Notice that he didn't have to write "Spot it yet? Hint: it’s the row without the Facebook button." when referencing the Google paid ads -- only the "blended" ones.
Please stop grinding this axe. You're not even bothering to respond to comments anymore; you're just repeating the same point over and over again. "Completely absurd"? It's the exact same tactic.
I couldn't possibly think any less of you after these comments. What do you think you're accomplishing by writing this way?
It's not personal -- I'm a fan of Patrick's. My only problem is with this obvious intellectual dishonesty, on display in his post and both of your comments.
These ads are dishonest and pretending they're not is really absurd. I don't think he even truly believes that, hence the signification rationalization in the post.
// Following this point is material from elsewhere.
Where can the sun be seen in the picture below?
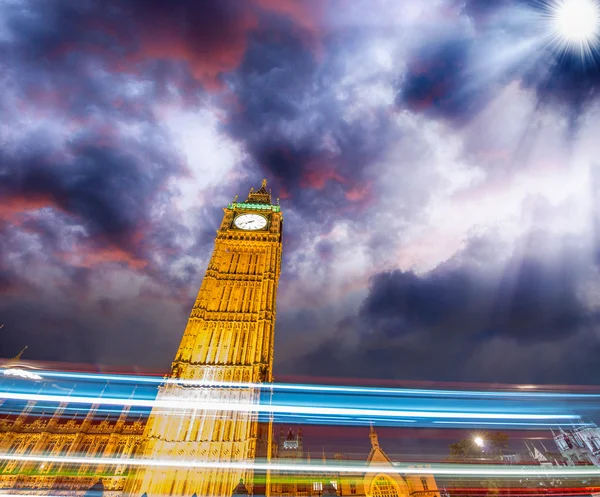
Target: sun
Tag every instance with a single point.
(575, 25)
I'm doing what I would to any friend of mine: calling them on their bullshit. You may want to consider whether you're impulsively defending a friend or actually agree with him.
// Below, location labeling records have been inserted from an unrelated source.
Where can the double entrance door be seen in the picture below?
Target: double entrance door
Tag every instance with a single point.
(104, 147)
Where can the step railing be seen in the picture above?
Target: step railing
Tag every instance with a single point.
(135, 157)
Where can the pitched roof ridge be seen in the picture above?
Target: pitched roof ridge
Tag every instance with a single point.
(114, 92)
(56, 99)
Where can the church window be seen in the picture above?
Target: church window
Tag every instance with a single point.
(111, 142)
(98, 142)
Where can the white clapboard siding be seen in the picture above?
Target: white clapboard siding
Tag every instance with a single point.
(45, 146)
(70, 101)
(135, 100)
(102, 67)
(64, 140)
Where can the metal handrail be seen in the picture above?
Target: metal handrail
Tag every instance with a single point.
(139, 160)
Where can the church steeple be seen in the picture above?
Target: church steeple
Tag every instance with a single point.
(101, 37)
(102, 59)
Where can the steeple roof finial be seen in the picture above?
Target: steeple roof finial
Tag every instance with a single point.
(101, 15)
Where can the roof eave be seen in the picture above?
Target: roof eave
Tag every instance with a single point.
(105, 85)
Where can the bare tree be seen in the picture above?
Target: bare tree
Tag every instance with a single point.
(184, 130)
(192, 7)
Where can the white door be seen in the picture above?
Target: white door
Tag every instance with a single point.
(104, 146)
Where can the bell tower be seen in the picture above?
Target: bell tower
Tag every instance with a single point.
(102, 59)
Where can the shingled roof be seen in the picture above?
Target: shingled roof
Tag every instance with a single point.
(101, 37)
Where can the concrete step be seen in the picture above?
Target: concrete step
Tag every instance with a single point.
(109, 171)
I will stop commenting on this though. I don't have anything more to say and I'm not trying to be negative. I don't think Patrick is a bad guy or anything -- just wrong on this.
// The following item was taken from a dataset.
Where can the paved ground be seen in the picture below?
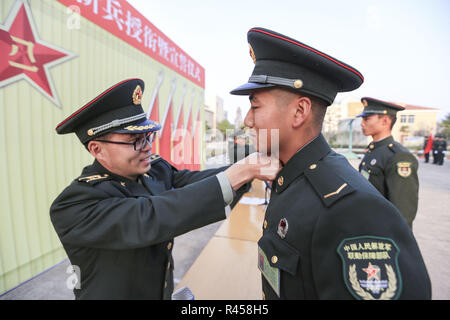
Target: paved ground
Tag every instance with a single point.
(431, 229)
That's why I find advertising such a ridiculous business model for a search engine. Let's spend all this time and money and invent the most amazing technology to find the best results for any search and then... let's sell the top spot to the highest bidder.
I don't have a better business model to offer, but I do think the world would be better off if Google were more honest about ads and made it more obvious that they were ads.
Google's search engine predates the ads by quite a few years, actually. You'd be correct to say, "without those ads, Google would necessarily look very different than how it does today," but then, that's nearly a vacuous statement.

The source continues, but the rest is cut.